Следующей остановкой была куриная ферма Фомы. Если Петька не просаживает деньги и имущество семьи в карты, значит он помогает Фоме по хозяйству.
Я бежал крайне рассредоточив своё внимание: вокруг меня, куда ни глянь, раскинула свои сети безмятежность сельской жизни. Любуясь родным краем, я не заметил камень, подкравшийся к моей ступне. С треском повалившись на землю и наглотавшись пыли грунтовой дороги, я начал вставать и отряхиваться. Как гром среди ясного неба, разорвав сети, окружавшие меня до сих пор, появилась Юля - первая красавица деревни, в которую я, как и многие другие мальчишки, очевидно, был с головой влюблён. Вот же повезло мне с положением, такого плевка в лицо от судьбы я никак не ждал.
"Привет, Сень" - обратилась она к испачканному мальчугану, волосы которого торчали во все направления света, растрепавшись в падении. "Привет, Юля" - продолжая отряхиваться, ответил я. Отряхивание было скорее не необходимостью, а безопасной зоной, чтобы, как мне тогда казалось, избежать неловкости. То, что эти действия большую неловкость только усугубляют, мне тогда в толк не пришло. "Куда бежал?" - продолжила она, явно в попытках завязать диалог. "К Фоме на ферму" - краткость сестра таланта. "Ясно..." - она опустила взгляд. Повисла та самая неловкая тишина, разбавляемая лишь звуками моих отряхиваний одежды.
"Ну, удачи тебе на ферме" - подытожила она диалог и зашагала дальше. "И тебе" - похолодев в ожидании скорейшего окончания разговора ответил я.
Мы разошлись. Когда Юля была уже совсем далеко, я начал мямлить, какой "удачный" мне подвернулся случай. Если бы не этот камень (вернуться и пнуть его что ли....), я был бы настоящим орлом.
Всю оставшуюся дорогу до фермы я думал об этом, придя к выводу, что судьба просто оградила меня от ошибки.
"Ааааа!" - я вздрогнул от крика, пронзившего воздух. Всматриваюсь вдаль: вижу Фому, вижу Петьку. "Да пусти ты, ааааа!" - страдальческие возгласы становились всё громче. Я ускорил шаг, перешёл на бег. "Да не дёргайся ты". "Ааааа! Твою налево, помоги!", "Я пытаюсь, не ори".

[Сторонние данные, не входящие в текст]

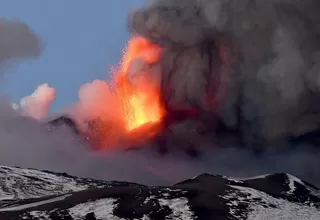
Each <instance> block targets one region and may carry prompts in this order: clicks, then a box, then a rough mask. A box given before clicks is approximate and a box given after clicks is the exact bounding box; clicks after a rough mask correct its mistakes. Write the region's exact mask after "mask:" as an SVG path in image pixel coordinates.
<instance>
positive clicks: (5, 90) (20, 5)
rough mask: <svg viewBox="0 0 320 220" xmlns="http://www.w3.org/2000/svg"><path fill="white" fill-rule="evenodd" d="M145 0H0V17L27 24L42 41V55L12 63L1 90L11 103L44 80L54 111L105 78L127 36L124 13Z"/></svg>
mask: <svg viewBox="0 0 320 220" xmlns="http://www.w3.org/2000/svg"><path fill="white" fill-rule="evenodd" d="M143 2H144V0H94V1H89V0H64V1H63V0H55V1H43V0H32V1H31V0H30V1H29V0H19V1H17V0H1V7H0V16H1V17H4V18H8V19H19V20H21V21H23V22H24V23H26V24H28V25H29V26H30V27H31V28H32V29H33V30H34V32H35V33H36V34H38V35H39V37H40V38H41V39H42V40H43V42H44V49H43V53H42V56H41V57H40V58H39V59H36V60H28V61H24V62H22V63H20V64H19V65H18V66H14V68H12V69H11V70H10V74H7V76H6V83H5V85H2V86H3V88H2V89H3V90H5V92H6V93H7V94H8V95H9V97H10V98H11V100H12V101H13V102H18V101H19V100H20V98H21V97H23V96H25V95H29V94H30V93H32V92H33V90H34V89H35V88H36V87H37V85H39V84H42V83H44V82H48V83H49V84H50V85H51V86H53V87H54V88H56V89H57V99H56V101H55V102H54V104H53V107H52V109H53V110H54V111H57V110H58V109H61V108H62V107H63V106H65V105H67V104H70V103H72V102H74V101H76V99H77V92H78V89H79V87H80V86H81V85H82V84H83V83H85V82H90V81H92V80H94V79H106V78H107V77H108V73H109V70H110V67H111V65H116V64H117V63H118V62H119V60H120V57H121V53H122V49H123V48H124V46H125V43H126V41H127V39H128V37H129V34H128V32H127V25H126V19H127V15H128V11H129V10H130V9H131V8H134V7H137V6H139V5H141V3H143Z"/></svg>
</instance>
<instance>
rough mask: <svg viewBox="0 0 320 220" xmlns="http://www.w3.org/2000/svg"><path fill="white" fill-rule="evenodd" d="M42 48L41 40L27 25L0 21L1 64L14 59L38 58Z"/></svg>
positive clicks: (16, 21) (6, 20) (0, 62)
mask: <svg viewBox="0 0 320 220" xmlns="http://www.w3.org/2000/svg"><path fill="white" fill-rule="evenodd" d="M41 46H42V45H41V42H40V40H39V38H38V37H37V36H36V35H35V34H34V33H33V31H32V30H31V29H30V28H29V27H28V26H27V25H26V24H24V23H21V22H20V21H9V20H6V19H2V18H1V19H0V63H1V62H4V61H9V60H12V59H21V58H26V57H38V56H39V55H40V52H41Z"/></svg>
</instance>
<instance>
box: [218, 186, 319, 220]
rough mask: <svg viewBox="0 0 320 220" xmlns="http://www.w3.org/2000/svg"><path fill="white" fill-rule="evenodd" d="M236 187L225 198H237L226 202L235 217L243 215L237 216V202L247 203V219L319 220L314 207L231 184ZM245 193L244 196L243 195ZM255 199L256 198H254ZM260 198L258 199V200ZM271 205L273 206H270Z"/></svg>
mask: <svg viewBox="0 0 320 220" xmlns="http://www.w3.org/2000/svg"><path fill="white" fill-rule="evenodd" d="M230 187H232V188H234V189H236V190H237V191H236V192H233V193H231V194H229V195H227V196H224V198H226V199H229V200H230V199H231V198H233V200H234V199H236V200H238V201H234V202H232V203H228V205H229V208H230V214H231V215H233V216H234V217H235V218H238V219H243V218H244V216H237V215H236V213H237V209H238V205H239V204H241V203H242V204H247V205H249V208H248V210H250V211H249V213H247V219H248V220H256V219H268V220H278V219H290V220H301V219H309V220H319V219H320V210H319V209H317V208H315V207H310V206H307V205H304V204H296V203H290V202H288V201H286V200H284V199H278V198H274V197H272V196H270V195H268V194H266V193H264V192H261V191H259V190H255V189H252V188H248V187H243V186H231V185H230ZM244 195H245V196H244ZM255 199H256V200H255ZM259 199H260V201H259ZM270 205H272V206H273V207H270Z"/></svg>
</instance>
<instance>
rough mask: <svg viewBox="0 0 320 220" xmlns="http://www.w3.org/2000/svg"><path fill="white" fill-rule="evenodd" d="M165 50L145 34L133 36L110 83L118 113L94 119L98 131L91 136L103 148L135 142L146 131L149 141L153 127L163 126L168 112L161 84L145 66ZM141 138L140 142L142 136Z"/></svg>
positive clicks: (94, 127) (91, 133)
mask: <svg viewBox="0 0 320 220" xmlns="http://www.w3.org/2000/svg"><path fill="white" fill-rule="evenodd" d="M161 53H162V48H161V47H160V46H158V45H156V44H153V43H151V42H150V41H148V40H146V39H144V38H143V37H139V36H133V37H132V38H131V39H130V40H129V42H128V45H127V48H126V50H125V51H124V54H123V57H122V62H121V65H120V68H118V69H117V70H116V71H114V72H113V78H112V81H111V83H110V85H112V89H111V90H110V91H111V93H112V97H113V101H114V102H115V103H112V111H114V112H116V115H113V117H112V118H110V116H108V117H105V118H100V120H96V121H94V122H91V123H93V124H94V125H93V127H94V131H93V132H92V133H91V134H90V135H89V136H90V137H91V139H93V140H95V142H96V144H97V141H98V142H99V143H98V145H100V147H99V148H100V149H101V148H102V149H109V148H110V147H111V146H115V145H119V144H120V142H121V144H124V143H126V142H127V141H128V140H130V142H131V143H132V142H133V139H135V140H136V139H137V138H136V137H137V134H139V136H140V135H142V133H143V139H144V140H145V139H147V138H149V137H151V136H153V134H154V133H155V131H156V130H157V129H156V130H154V129H153V128H159V125H160V124H161V121H162V119H163V117H164V115H165V110H164V107H163V104H162V103H161V97H160V87H159V83H158V82H157V80H156V75H155V74H153V73H150V72H148V70H146V68H144V67H145V65H148V66H149V65H153V64H154V63H156V62H157V61H159V59H160V57H161ZM148 69H149V68H148ZM106 113H107V112H106ZM106 115H110V114H106ZM101 119H102V120H101ZM146 127H147V128H148V129H147V131H146V129H144V128H146ZM142 130H143V132H141V131H142ZM138 139H139V141H140V140H141V137H139V138H138Z"/></svg>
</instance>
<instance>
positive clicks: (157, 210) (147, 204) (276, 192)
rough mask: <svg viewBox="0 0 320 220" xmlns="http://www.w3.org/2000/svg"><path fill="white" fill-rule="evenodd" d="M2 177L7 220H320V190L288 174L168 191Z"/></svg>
mask: <svg viewBox="0 0 320 220" xmlns="http://www.w3.org/2000/svg"><path fill="white" fill-rule="evenodd" d="M0 173H1V177H0V180H1V183H2V184H3V185H1V187H2V188H1V190H2V191H1V196H3V198H15V199H11V200H3V198H2V200H0V202H2V204H1V206H0V219H1V220H19V219H33V220H40V219H41V220H55V219H70V220H80V219H98V220H105V219H112V220H127V219H131V220H141V219H142V220H156V219H168V220H169V219H175V220H179V219H181V220H193V219H198V220H201V219H215V217H217V216H219V219H229V220H236V219H250V220H253V219H254V220H256V219H271V220H272V219H284V220H287V219H288V220H300V219H301V220H302V219H311V220H316V219H320V196H319V194H320V193H319V192H320V190H319V189H318V188H317V187H315V186H312V185H310V184H309V183H307V182H304V181H302V180H300V179H298V178H297V177H294V176H291V175H289V174H286V173H279V174H266V175H261V176H257V177H251V178H243V179H240V178H235V177H225V176H220V175H210V174H202V175H199V176H197V177H195V178H192V179H189V180H185V181H183V182H180V183H177V184H174V185H172V186H162V187H157V186H144V185H140V184H134V183H121V182H103V181H95V180H92V179H81V178H77V177H72V176H68V175H66V174H55V173H51V172H47V171H38V170H33V169H21V168H12V167H0ZM113 183H114V184H113ZM24 184H25V185H24ZM104 186H106V187H104ZM53 194H54V195H53ZM22 198H24V199H22ZM8 201H9V202H8Z"/></svg>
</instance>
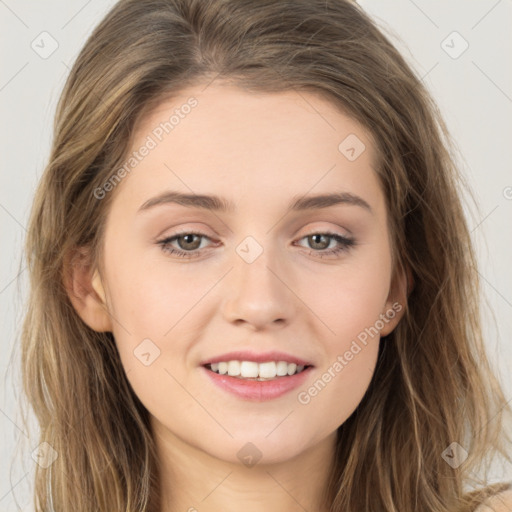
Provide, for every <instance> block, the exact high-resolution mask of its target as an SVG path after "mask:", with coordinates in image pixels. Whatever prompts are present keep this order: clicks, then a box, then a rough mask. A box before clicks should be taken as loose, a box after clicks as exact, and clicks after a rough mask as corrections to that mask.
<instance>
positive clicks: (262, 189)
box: [122, 82, 377, 202]
mask: <svg viewBox="0 0 512 512" xmlns="http://www.w3.org/2000/svg"><path fill="white" fill-rule="evenodd" d="M191 105H193V106H191ZM136 128H137V129H136V131H135V135H134V139H133V143H132V146H131V148H130V150H129V155H128V156H130V155H132V154H133V153H134V152H139V150H140V149H141V148H143V147H144V146H148V147H151V149H150V150H149V151H148V150H146V151H144V153H145V156H144V157H143V158H141V159H140V160H137V162H135V165H134V166H133V167H132V169H131V171H130V173H129V177H128V178H127V179H125V180H124V181H125V183H122V187H126V188H127V189H128V190H129V193H128V194H125V198H127V197H128V196H129V197H131V198H132V199H136V200H137V201H139V202H140V201H141V200H142V199H143V198H144V197H147V196H148V195H149V194H153V193H155V192H158V191H162V190H163V189H164V188H166V187H168V188H172V189H178V190H182V191H186V192H191V191H193V192H195V193H203V192H207V193H215V194H218V195H229V196H232V198H236V197H241V196H244V197H248V196H250V195H253V194H259V196H260V197H263V198H265V200H268V201H270V199H271V196H276V197H277V196H279V195H281V196H282V195H283V194H286V195H296V194H301V193H303V194H304V193H306V192H307V191H309V190H311V191H312V192H325V191H326V190H329V189H332V188H333V187H338V186H339V185H343V186H344V188H345V189H349V190H348V191H350V189H352V192H356V191H358V192H359V193H360V192H361V191H363V190H366V192H367V193H368V194H372V193H373V192H377V190H376V186H377V181H376V175H375V172H374V169H375V162H376V154H375V146H374V144H373V142H372V137H371V134H370V133H368V132H367V130H365V129H364V128H363V127H362V126H361V125H360V124H359V123H358V122H357V121H356V120H354V119H353V118H351V117H350V116H348V115H347V114H345V113H343V112H342V111H341V109H340V108H339V107H338V106H336V105H334V104H333V103H332V102H330V101H329V100H327V99H325V98H323V97H321V96H320V95H319V94H315V93H311V92H305V91H300V92H298V91H295V90H290V91H283V92H277V93H254V92H247V91H244V90H242V89H240V88H238V87H234V86H232V85H227V84H223V83H217V82H213V83H211V84H210V85H197V86H194V87H189V88H186V89H184V90H182V91H181V92H180V93H179V94H178V95H175V96H174V97H173V98H172V99H169V100H165V101H162V102H161V103H160V104H159V105H158V106H157V107H156V108H154V109H153V110H152V111H151V112H148V114H147V115H146V116H144V117H143V118H142V120H141V122H140V123H138V126H137V127H136ZM313 189H315V190H313ZM320 189H322V190H320ZM372 190H373V192H372Z"/></svg>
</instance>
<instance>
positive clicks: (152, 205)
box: [138, 190, 373, 214]
mask: <svg viewBox="0 0 512 512" xmlns="http://www.w3.org/2000/svg"><path fill="white" fill-rule="evenodd" d="M163 204H179V205H181V206H188V207H192V208H201V209H205V210H211V211H215V212H233V211H234V210H235V205H234V203H232V202H231V201H228V200H227V199H225V198H223V197H219V196H216V195H204V194H183V193H181V192H176V191H172V190H169V191H166V192H163V193H162V194H159V195H157V196H155V197H152V198H151V199H148V200H147V201H146V202H145V203H143V204H142V205H141V207H140V208H139V210H138V211H139V212H143V211H146V210H149V209H150V208H153V207H155V206H158V205H163ZM339 204H346V205H351V206H359V207H361V208H364V209H365V210H367V211H368V212H370V213H372V214H373V210H372V208H371V206H370V205H369V204H368V203H367V202H366V201H365V200H364V199H363V198H362V197H359V196H357V195H355V194H352V193H350V192H338V193H334V194H317V195H309V196H299V197H297V196H296V197H293V198H292V201H291V203H290V204H289V206H288V209H289V210H292V211H302V210H320V209H322V208H328V207H330V206H335V205H339Z"/></svg>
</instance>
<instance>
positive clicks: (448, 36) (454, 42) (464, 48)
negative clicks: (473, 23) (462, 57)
mask: <svg viewBox="0 0 512 512" xmlns="http://www.w3.org/2000/svg"><path fill="white" fill-rule="evenodd" d="M441 48H442V49H443V50H444V51H445V52H446V53H447V54H448V55H449V56H450V57H451V58H452V59H458V58H459V57H460V56H461V55H462V54H463V53H464V52H465V51H466V50H467V49H468V48H469V43H468V42H467V41H466V40H465V39H464V38H463V37H462V36H461V35H460V34H459V33H458V32H457V31H455V30H454V31H453V32H452V33H451V34H449V35H448V36H447V37H446V38H445V39H443V41H441Z"/></svg>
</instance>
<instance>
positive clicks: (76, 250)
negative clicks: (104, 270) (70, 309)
mask: <svg viewBox="0 0 512 512" xmlns="http://www.w3.org/2000/svg"><path fill="white" fill-rule="evenodd" d="M63 280H64V286H65V288H66V292H67V294H68V296H69V300H70V301H71V303H72V304H73V307H74V308H75V310H76V312H77V313H78V315H79V316H80V318H81V319H82V320H83V321H84V322H85V323H86V324H87V325H88V326H89V327H90V328H91V329H93V330H95V331H98V332H112V321H111V317H110V314H109V312H108V309H107V302H106V294H105V290H104V287H103V283H102V281H101V277H100V274H99V272H98V270H97V269H93V268H92V266H91V262H90V251H89V248H87V247H79V248H75V249H73V250H72V251H71V253H70V254H68V256H67V257H66V258H65V263H64V277H63Z"/></svg>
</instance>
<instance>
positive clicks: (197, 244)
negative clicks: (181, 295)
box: [157, 231, 356, 258]
mask: <svg viewBox="0 0 512 512" xmlns="http://www.w3.org/2000/svg"><path fill="white" fill-rule="evenodd" d="M203 240H211V239H210V238H209V237H208V236H206V235H205V234H203V233H198V232H192V231H186V232H183V233H177V234H175V235H173V236H171V237H167V238H164V239H163V240H159V241H158V242H157V244H158V245H160V246H161V248H162V251H164V252H166V253H168V254H173V255H175V256H178V257H179V258H195V257H198V256H201V254H202V253H203V249H205V247H204V245H202V242H203ZM300 240H307V241H308V244H309V245H310V247H311V248H312V250H311V251H309V254H310V255H313V256H320V257H321V258H323V257H325V256H335V255H336V254H339V253H341V252H343V251H348V250H349V249H350V248H351V247H353V246H354V245H355V243H356V242H355V240H354V239H353V238H347V237H345V236H342V235H339V234H338V233H312V234H310V235H307V236H305V237H303V238H301V239H300ZM332 242H334V246H332ZM174 244H176V245H177V246H178V247H176V245H174ZM299 245H300V244H299ZM301 247H303V246H302V245H301Z"/></svg>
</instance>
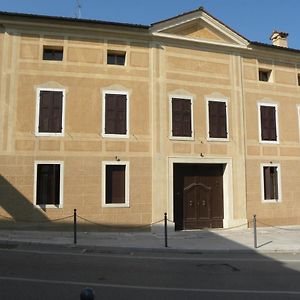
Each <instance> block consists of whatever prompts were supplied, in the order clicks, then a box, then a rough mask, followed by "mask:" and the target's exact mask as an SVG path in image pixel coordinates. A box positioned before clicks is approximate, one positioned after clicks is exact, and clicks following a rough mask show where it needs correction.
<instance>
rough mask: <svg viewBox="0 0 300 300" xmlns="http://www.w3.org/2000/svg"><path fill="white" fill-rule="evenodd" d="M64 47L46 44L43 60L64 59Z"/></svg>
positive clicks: (43, 54)
mask: <svg viewBox="0 0 300 300" xmlns="http://www.w3.org/2000/svg"><path fill="white" fill-rule="evenodd" d="M63 53H64V50H63V47H56V46H44V47H43V60H57V61H61V60H63Z"/></svg>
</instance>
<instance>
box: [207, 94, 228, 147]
mask: <svg viewBox="0 0 300 300" xmlns="http://www.w3.org/2000/svg"><path fill="white" fill-rule="evenodd" d="M210 101H211V102H224V103H225V106H226V130H227V137H226V138H214V137H210V135H209V131H210V128H209V102H210ZM206 136H207V140H208V141H215V142H228V141H229V119H228V100H227V99H226V98H212V97H207V98H206Z"/></svg>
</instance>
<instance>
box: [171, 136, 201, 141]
mask: <svg viewBox="0 0 300 300" xmlns="http://www.w3.org/2000/svg"><path fill="white" fill-rule="evenodd" d="M169 139H170V140H173V141H194V140H195V139H194V137H193V136H170V137H169Z"/></svg>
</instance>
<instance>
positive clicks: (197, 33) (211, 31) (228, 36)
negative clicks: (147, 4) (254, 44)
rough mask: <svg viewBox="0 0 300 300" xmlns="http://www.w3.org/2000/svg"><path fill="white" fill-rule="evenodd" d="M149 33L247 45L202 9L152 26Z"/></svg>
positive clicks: (188, 38) (215, 43) (176, 36)
mask: <svg viewBox="0 0 300 300" xmlns="http://www.w3.org/2000/svg"><path fill="white" fill-rule="evenodd" d="M151 31H152V34H153V35H160V36H164V37H169V38H173V39H174V38H175V39H184V40H191V41H196V42H197V41H198V42H202V43H210V44H222V45H227V46H235V47H246V46H247V45H248V43H249V42H248V40H247V39H245V38H244V37H242V36H241V35H240V34H238V33H236V32H235V31H234V30H232V29H230V28H229V27H228V26H226V25H224V24H223V23H222V22H220V21H218V20H217V19H216V18H214V17H212V16H211V15H209V14H208V13H206V12H205V11H204V10H203V9H202V8H200V9H198V10H195V11H192V12H189V13H185V14H183V15H180V16H177V17H174V18H171V19H168V20H165V21H161V22H158V23H155V24H152V27H151Z"/></svg>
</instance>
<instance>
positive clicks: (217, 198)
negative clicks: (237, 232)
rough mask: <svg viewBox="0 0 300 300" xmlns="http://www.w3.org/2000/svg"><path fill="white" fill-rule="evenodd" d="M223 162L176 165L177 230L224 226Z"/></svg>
mask: <svg viewBox="0 0 300 300" xmlns="http://www.w3.org/2000/svg"><path fill="white" fill-rule="evenodd" d="M223 172H224V165H222V164H175V165H174V217H175V229H176V230H182V229H196V228H205V227H210V228H219V227H223V217H224V211H223Z"/></svg>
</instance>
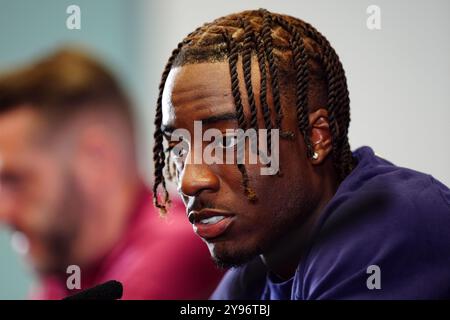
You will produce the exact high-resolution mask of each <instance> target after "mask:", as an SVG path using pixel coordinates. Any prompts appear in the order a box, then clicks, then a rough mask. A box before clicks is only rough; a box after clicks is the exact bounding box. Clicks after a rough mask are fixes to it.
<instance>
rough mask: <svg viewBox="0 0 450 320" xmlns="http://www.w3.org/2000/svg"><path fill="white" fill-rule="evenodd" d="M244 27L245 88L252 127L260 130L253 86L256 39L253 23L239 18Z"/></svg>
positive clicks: (242, 49) (243, 48)
mask: <svg viewBox="0 0 450 320" xmlns="http://www.w3.org/2000/svg"><path fill="white" fill-rule="evenodd" d="M239 20H240V23H241V25H242V27H243V29H244V44H243V46H242V51H243V53H242V69H243V71H244V81H245V88H246V90H247V96H248V103H249V105H250V115H251V117H250V118H251V120H250V128H254V129H255V130H258V122H257V121H258V120H257V112H256V104H255V96H254V94H253V86H252V51H253V50H254V49H253V48H254V47H255V43H254V42H255V39H254V34H253V29H252V27H251V25H250V24H249V23H248V22H247V21H246V20H244V19H239Z"/></svg>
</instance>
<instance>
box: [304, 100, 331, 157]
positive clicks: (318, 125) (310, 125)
mask: <svg viewBox="0 0 450 320" xmlns="http://www.w3.org/2000/svg"><path fill="white" fill-rule="evenodd" d="M309 124H310V128H311V129H310V140H311V144H312V152H313V157H311V159H310V160H311V163H312V164H313V165H317V164H320V163H322V162H323V161H324V160H325V159H326V157H327V156H328V154H329V153H330V152H331V149H332V143H331V142H332V141H331V140H332V137H331V132H330V124H329V121H328V111H327V110H326V109H325V108H319V109H317V110H316V111H313V112H311V113H310V114H309Z"/></svg>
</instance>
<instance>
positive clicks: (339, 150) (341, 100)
mask: <svg viewBox="0 0 450 320" xmlns="http://www.w3.org/2000/svg"><path fill="white" fill-rule="evenodd" d="M304 32H305V35H306V36H307V37H309V38H311V39H313V40H314V41H315V42H316V43H318V44H319V46H320V47H321V48H323V53H322V54H321V55H320V56H321V60H322V63H323V65H324V68H325V72H326V75H327V85H328V103H327V106H328V111H329V115H328V119H329V123H330V131H331V134H332V137H333V139H332V148H333V158H334V164H335V166H336V168H337V169H338V172H339V174H340V178H341V180H343V179H344V178H345V177H346V176H347V175H348V174H349V173H350V171H351V170H352V169H353V167H354V159H353V157H352V155H351V151H350V145H349V143H348V138H347V133H348V125H349V123H350V112H349V104H350V99H349V96H348V89H347V84H346V83H347V80H346V77H345V72H344V69H343V67H342V64H341V62H340V60H339V57H338V55H337V53H336V52H335V51H334V49H333V48H332V47H331V45H330V43H329V42H328V40H327V39H326V38H325V37H324V36H323V35H322V34H321V33H320V32H319V31H317V30H316V29H315V28H314V27H313V26H311V25H310V24H309V23H306V22H304Z"/></svg>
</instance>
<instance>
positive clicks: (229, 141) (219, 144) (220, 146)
mask: <svg viewBox="0 0 450 320" xmlns="http://www.w3.org/2000/svg"><path fill="white" fill-rule="evenodd" d="M217 144H218V145H219V147H221V148H224V149H228V148H233V147H234V146H235V145H236V144H237V138H236V136H234V135H224V136H222V139H219V140H218V143H217Z"/></svg>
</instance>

Картина маслом: на Петьку набросился разгорячённый петух, регулярно клюя его то в руку, то в ногу. Видно, что он уже устал, изнеможённый бегом по ферме, аккуратно огибая не своих кур. Фома отламывает крупную палку от неподдающегося забора, сколоченного ещё его дедом, упёршись ногой в землю. Я подбежал к нему, уже давясь от смеха с происходящего.